In May 1975 Nam Phong also received refugee flights evacuating Hmong from Long Tieng, Laos.

Nam Phong has been a Royal Thai Air Force (RTAF) communications center. An on-site visit in January 2019 by several Marine veterans of Task Force Delta report that the base was minimally staffed and the runway surface is in poor condition and would not support non-emergency fixed-wing aircraft use.
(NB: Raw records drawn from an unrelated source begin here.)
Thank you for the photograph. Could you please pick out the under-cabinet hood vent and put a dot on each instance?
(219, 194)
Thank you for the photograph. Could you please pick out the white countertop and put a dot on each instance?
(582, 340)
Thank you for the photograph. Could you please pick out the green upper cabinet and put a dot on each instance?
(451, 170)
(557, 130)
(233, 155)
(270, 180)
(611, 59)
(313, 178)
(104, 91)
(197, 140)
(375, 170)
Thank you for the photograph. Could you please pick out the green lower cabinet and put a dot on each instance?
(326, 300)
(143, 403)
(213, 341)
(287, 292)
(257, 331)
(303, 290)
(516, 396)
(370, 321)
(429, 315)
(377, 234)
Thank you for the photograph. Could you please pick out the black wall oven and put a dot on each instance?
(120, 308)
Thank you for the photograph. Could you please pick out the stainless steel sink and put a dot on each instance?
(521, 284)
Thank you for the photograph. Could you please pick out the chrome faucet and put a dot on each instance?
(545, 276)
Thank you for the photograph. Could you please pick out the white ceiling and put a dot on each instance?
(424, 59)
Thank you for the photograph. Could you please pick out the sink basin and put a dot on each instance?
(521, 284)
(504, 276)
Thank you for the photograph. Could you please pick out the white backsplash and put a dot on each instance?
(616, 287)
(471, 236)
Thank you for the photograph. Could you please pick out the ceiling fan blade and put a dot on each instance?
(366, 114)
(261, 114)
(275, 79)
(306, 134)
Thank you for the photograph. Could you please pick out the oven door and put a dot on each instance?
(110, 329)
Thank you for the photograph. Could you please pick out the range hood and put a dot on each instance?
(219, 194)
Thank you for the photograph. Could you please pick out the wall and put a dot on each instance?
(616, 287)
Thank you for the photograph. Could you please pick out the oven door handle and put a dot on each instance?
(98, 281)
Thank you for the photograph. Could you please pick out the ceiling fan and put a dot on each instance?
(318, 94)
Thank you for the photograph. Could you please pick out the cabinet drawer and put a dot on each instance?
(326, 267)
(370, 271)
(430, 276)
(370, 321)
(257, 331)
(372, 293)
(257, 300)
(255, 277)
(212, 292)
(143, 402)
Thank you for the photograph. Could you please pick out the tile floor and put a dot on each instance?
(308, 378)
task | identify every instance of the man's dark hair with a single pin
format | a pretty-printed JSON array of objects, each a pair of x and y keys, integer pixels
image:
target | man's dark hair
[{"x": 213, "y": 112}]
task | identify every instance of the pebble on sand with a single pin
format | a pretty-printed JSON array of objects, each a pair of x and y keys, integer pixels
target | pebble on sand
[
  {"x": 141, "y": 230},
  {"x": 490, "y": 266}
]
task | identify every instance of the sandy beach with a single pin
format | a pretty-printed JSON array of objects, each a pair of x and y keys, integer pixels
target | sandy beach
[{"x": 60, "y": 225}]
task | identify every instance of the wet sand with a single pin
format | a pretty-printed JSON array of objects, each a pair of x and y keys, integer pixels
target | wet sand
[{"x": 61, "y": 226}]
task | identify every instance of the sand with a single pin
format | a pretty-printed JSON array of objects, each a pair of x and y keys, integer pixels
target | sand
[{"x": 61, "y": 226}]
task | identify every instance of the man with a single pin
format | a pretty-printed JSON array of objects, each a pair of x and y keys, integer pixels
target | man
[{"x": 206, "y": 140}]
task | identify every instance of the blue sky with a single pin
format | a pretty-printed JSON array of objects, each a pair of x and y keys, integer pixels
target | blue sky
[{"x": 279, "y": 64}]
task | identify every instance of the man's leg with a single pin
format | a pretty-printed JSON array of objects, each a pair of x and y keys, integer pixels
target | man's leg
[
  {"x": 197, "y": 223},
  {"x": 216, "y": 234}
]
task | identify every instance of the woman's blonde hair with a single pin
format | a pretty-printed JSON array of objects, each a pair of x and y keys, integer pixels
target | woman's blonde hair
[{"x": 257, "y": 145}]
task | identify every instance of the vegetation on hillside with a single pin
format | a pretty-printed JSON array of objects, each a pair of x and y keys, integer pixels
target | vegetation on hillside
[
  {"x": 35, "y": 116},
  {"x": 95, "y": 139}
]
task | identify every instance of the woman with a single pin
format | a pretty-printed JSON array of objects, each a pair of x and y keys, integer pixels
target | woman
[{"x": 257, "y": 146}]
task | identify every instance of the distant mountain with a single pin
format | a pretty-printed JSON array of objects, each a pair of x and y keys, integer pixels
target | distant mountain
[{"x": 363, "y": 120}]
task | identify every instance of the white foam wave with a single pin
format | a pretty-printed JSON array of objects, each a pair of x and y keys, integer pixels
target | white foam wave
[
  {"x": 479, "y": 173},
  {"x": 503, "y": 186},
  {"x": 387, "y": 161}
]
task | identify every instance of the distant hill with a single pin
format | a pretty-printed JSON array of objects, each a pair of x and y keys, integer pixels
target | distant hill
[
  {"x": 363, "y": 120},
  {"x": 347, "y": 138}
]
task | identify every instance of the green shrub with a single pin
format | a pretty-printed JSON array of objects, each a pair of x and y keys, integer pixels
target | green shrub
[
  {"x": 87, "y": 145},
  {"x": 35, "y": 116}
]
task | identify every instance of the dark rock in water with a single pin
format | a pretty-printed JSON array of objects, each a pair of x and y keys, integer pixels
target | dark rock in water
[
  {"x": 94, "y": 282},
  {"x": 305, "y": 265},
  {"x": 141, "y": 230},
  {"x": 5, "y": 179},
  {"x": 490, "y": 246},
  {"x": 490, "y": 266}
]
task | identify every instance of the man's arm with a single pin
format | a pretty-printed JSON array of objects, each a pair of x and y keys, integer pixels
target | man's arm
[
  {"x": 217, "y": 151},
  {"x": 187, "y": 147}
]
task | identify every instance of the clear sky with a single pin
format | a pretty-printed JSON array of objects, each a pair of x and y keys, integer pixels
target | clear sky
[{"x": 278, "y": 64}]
In early April 2022, The Bangkok Post reported that due to noise complaints from residents near Udorn Royal Thai Air Force Base, the RTAF had decided to relocate jet training from there to Nam Phong, with the move scheduled to occur in late 2025 after the base facilities had been improved. Google Maps and Google Earth images dated Feb 2021 show the runway has been resurfaced and a few additional structures have been constructed.